I would use the Samsung Mirror as Special devices:

Pool 2:

RAIDZ2 8x 10TB SAS
Log Mirror 2x 30GB Optane
Special Mirror 2x Samsung NVMe

zfs set atime=off “Pool 2”
zfs set relatime=on “Pool 2”
zfs set compression=on “Pool 2”
zfs set special_small_blocks=64k “Pool 2” # needs to be smaller than recordsize, 64k is good
zfs create “Pool 2”/media
zfs set recordsize=1m “Pool 2”/media
zfs set compression=off “Pool 2”/media
zfs create “Pool 2”/documents
zfs create “Pool 2”/games
…

The special devices will store all small files and serve them with the speed of the NVMe drives. 8x SAS drives should saturate the 10gbit network for files 128k and larger.
Make sure to create different datasets for the file types you store. Tune datasets for their use case. E.g. Media files pictures/videos don’t compress well and are generally larger than 1MB in size.

efficacious · March 1, 2023, 12:04am

thank you, that’s exactly what I needed!

Would I benefit from setting it like this?
sudo zfs set logbias=throughput “Pool 2”/anyDatasetWSmallFiles
sudo zfs set logbias=latency “Pool 2”/media

jode · March 1, 2023, 1:15am

From man zfsprops: If logbias is set to throughput, ZFS will not use configured pool log devices.

My hunch is that this setting may be useful in case you don’t have two optane devices configured as log devices.

Monitor your pool under your specific load situations using
zpool iostat -r <secs>,
zpool iostat -r <secs>,
zpool iostat -v <secs>, and
iostat -zyxm 5.
This will allow you to look for bottlenecks. Mind you - the bottlenecks may be located outside of your file server.

I would only apply logbias=throughput in case the Optanes proof to be a bottleneck - AND - the server is actually faster with this setting. I somehow don’t expect this.

MikeGrok · March 1, 2023, 3:16am

BTW, I worked at IX systems (primary developers of truenas) for a few weeks in their tech support department then automated myself out of a job. For the job, partly I wanted to help out and I liked zfs, partially I saw them doing some dumb things business wise, and wanted them to stop being stupid so they could contribute to the community better in the decades to come. In the second week I wrote a log analysis shell script that output an html file, that provided better feedback than a senior tech could produce in 5 hours. This freed up about 30 hours a day of technician time, and I was the new hire, so I was let go. I also helped with some driver diagnostic tools that saved them about $3000 a day in shipping. I started a 6 month contract for double that hourly rate 2 weeks later. They released software 4 months later that they were expecting to release in 3 years I suspect that this was partially due to the increased time their developers had to develop software instead of do tech support tasks because of some of the tools I left them.

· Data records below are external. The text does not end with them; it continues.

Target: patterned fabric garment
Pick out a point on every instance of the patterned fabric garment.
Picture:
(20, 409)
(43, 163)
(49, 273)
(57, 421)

From what I understand, the slog for write events is in case of a power loss or motherboard failure while files have not been written. The only time data gets read from it is during an unexpected shutdown. The data that got committed to the slog remains in ram, and then gets written to the primary array. ZFS can detect if the slog is performing properly, there is no need to mirror it. If it is performing properly, it gets used, if it isn’t then it does not get used. If you assign it to a mirrored SSD, both of them will probably fail at the same time, and you will receive no benefit of having two.

Allocating more ram to the array controller is more beneficial than the fastest l2arc you can get. Also, don’t mirror the L2arc, if needed, have a hot spare, but if you mirror it, they will probably both die at the same time.

risk · March 3, 2023, 10:12pm

30G is probably too large for a slog for that kind of typical home (use 2G should probably be enough).

Large writes/user data would bypass the slog anyway (it’s not a dm-writecache).

Use rest of the optane space for your metadata special class and small files <=1M (maybe <=512K … my brain’s too slow to turn your file sizes into a CDF without e.g. a spreadsheet, aim for 50%-75% fullness)

Your Samsung nvme… put into a second computer … or try a big L2ARC.